Conference Days: Der richtige Weg für eine faire und nachhaltige Lieferkette

Was kommt mit dem neuen Lieferkettengesetz konkret auf Unternehmen zu? Diese und weitere Fragen standen im Fokus der Veranstaltung.

Das Lieferkettengesetz – darüber diskutierten Experten zusammen mit LOGISTIK HEUTE-Redakteurin Therese Meitinger. (Symbolbild: Thevisualsyouneed / AdobeStock)
Das Lieferkettengesetz – darüber diskutierten Experten zusammen mit LOGISTIK HEUTE-Redakteurin Therese Meitinger. (Symbolbild: Thevisualsyouneed / AdobeStock)
Melanie Endres

Den Pros und Contras des geplanten Lieferkettengesetzes des Bundes gingen die Diskussionsteilnehmer in der Veranstaltung „Lieferkettengesetz: Der richtige Weg für faire und nachhaltige Supply Chains?“ am Mittwoch, den 28. April, nach. Moderiert wurde die Veranstaltung, die im Rahmen der vom HUSS-VERLAG initiierten Conference Days 2021 stattfand, von LOGISTIK HEUTE-Redakteurin Therese Meitinger. Der allgemeine Tenor der Runde:

„Das Lieferkettengesetz ist nicht perfekt, es schafft bei Unternehmen aber eine gewisse Klarheit“, erklärte Markus Löning, Managing Director & Senior Strategy Advisor bei Löning – Human Rights & Responsible Business, in der Diskussion.

Das Lieferkettengesetz

Welche Mechanismen liegen dem geplanten Gesetz zugrunde? Was spricht für, was gegen ein Lieferkettengesetz? Wie verhält sich eine deutsche Regelung zu anderen nationalen Gesetzen – und einem gesamteuropäischen Ansatz? Und worauf müssen Betroffene jetzt achten? Darüber diskutierten mit Meitinger und Löning Julia Thimm, Head of Human Rights bei Tchibo, Anosha Wahidi, Beauftragte für Nachhaltigkeitsstandards beim Bundesministerium für wirtschaftliche Zusammenarbeit und Entwicklung (BMZ), und Berthold Welling, Geschäftsführer und Abteilungsleiter Recht und Steuern, Nachhaltigkeit beim Verband der Chemischen Industrie (VCI).

Luft nach oben

Dass Nachhaltigkeit ein Thema der Zukunft ist, eine nachhaltige Supply Chain aber nicht nur auf unternehmerischer Freiwilligkeit basieren kann, diese Meinung teilten in der Runde viele.

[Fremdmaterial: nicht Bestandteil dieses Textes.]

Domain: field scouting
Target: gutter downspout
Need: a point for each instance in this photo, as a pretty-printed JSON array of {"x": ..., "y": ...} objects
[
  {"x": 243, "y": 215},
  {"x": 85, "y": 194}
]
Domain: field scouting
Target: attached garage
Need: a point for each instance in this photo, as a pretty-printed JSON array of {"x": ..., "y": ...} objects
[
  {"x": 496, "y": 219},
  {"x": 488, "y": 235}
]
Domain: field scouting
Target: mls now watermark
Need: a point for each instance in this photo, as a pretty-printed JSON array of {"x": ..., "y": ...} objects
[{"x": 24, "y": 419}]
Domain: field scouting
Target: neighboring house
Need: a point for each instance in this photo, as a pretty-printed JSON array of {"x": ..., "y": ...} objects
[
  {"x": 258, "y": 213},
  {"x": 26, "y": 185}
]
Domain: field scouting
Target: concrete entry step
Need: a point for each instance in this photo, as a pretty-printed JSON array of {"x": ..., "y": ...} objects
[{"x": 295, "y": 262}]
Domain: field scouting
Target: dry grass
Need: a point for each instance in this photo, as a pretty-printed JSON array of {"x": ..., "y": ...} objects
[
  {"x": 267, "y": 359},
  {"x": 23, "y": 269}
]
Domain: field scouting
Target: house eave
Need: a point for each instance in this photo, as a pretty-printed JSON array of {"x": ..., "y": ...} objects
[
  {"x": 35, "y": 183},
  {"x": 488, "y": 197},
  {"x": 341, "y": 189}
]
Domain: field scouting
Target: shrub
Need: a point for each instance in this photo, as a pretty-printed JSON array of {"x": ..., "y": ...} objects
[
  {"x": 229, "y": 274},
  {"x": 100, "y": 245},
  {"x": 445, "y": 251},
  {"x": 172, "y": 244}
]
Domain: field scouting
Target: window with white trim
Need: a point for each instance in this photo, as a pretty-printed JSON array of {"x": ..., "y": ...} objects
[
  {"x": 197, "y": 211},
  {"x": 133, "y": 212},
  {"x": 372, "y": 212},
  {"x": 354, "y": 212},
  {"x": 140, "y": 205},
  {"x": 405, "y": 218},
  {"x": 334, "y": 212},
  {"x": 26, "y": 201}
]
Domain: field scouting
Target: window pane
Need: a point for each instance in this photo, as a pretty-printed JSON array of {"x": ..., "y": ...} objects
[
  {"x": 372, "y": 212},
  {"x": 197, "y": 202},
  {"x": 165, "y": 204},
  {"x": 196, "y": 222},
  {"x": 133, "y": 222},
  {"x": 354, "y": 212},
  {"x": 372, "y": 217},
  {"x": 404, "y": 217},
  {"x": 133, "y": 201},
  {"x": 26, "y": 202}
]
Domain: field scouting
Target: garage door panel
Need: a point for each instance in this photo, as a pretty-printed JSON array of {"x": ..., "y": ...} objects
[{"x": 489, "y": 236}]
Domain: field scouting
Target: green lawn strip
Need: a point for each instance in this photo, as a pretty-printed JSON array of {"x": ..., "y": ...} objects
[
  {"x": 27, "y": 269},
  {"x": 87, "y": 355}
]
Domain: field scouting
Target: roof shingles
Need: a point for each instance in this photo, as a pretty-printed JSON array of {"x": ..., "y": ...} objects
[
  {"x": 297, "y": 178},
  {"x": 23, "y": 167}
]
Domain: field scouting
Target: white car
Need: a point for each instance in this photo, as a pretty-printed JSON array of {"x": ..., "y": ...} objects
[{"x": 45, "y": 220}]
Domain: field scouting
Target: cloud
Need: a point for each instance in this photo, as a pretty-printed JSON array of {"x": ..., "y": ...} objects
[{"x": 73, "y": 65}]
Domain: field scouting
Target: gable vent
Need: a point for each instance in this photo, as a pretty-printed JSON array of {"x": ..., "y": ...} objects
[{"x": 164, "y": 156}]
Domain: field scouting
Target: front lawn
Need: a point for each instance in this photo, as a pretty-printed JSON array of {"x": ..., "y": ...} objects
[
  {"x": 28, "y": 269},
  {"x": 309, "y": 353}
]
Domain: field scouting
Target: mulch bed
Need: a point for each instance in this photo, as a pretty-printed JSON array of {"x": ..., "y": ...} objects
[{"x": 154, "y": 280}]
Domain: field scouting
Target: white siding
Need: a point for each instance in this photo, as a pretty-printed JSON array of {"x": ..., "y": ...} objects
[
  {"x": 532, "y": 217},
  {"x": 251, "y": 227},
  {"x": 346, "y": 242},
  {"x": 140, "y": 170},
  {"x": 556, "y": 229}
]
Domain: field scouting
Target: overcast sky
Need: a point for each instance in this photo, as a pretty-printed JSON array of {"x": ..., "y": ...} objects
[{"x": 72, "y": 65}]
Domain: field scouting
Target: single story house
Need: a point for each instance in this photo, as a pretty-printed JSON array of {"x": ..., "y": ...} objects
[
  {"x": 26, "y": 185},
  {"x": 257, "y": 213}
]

„Wir sehen, dass Freiwilligkeit nicht reicht“, erklärte Thimm. Und was ihr besonders am Herzen liegt: „Die, die etwas tun, dürfen daraus keinen Nachteil ziehen!“

Vielmehr brauche es ein Level Playing Field, also gleiche Bedingungen für alle Marktteilnehmer.

Das Thema Lieferkettengesetz muss politisch ein anderes Gewicht haben“, so Löning.

„Es war ein richtiger Schritt,

zeigte sich Wahidi mit Blick auf den Referentenentwurf des Gesetzes überzeugt. Der Entwurf, den Wahidi BMZ-seitig mitbetreute, wurde am 22. April zum ersten Mal im Bundestag diskutiert. Zwei weitere Lesungen sollen vor seiner Verabschiedung folgen.

Berthold Welling hingegen kritisierte, die engen Fristen im legislativen Prozess ließen wenig Freiraum, um Praxiswissen aus den unterschiedlichen Branchen einzubringen. Schließlich widmeten sich auch viele Brancheninitiativen dem Thema faire Lieferketten - der VCI etwa in den Initiativen „tfs - together for sustainability“ und „PSCI - pharmaceutical supply chain initiative“.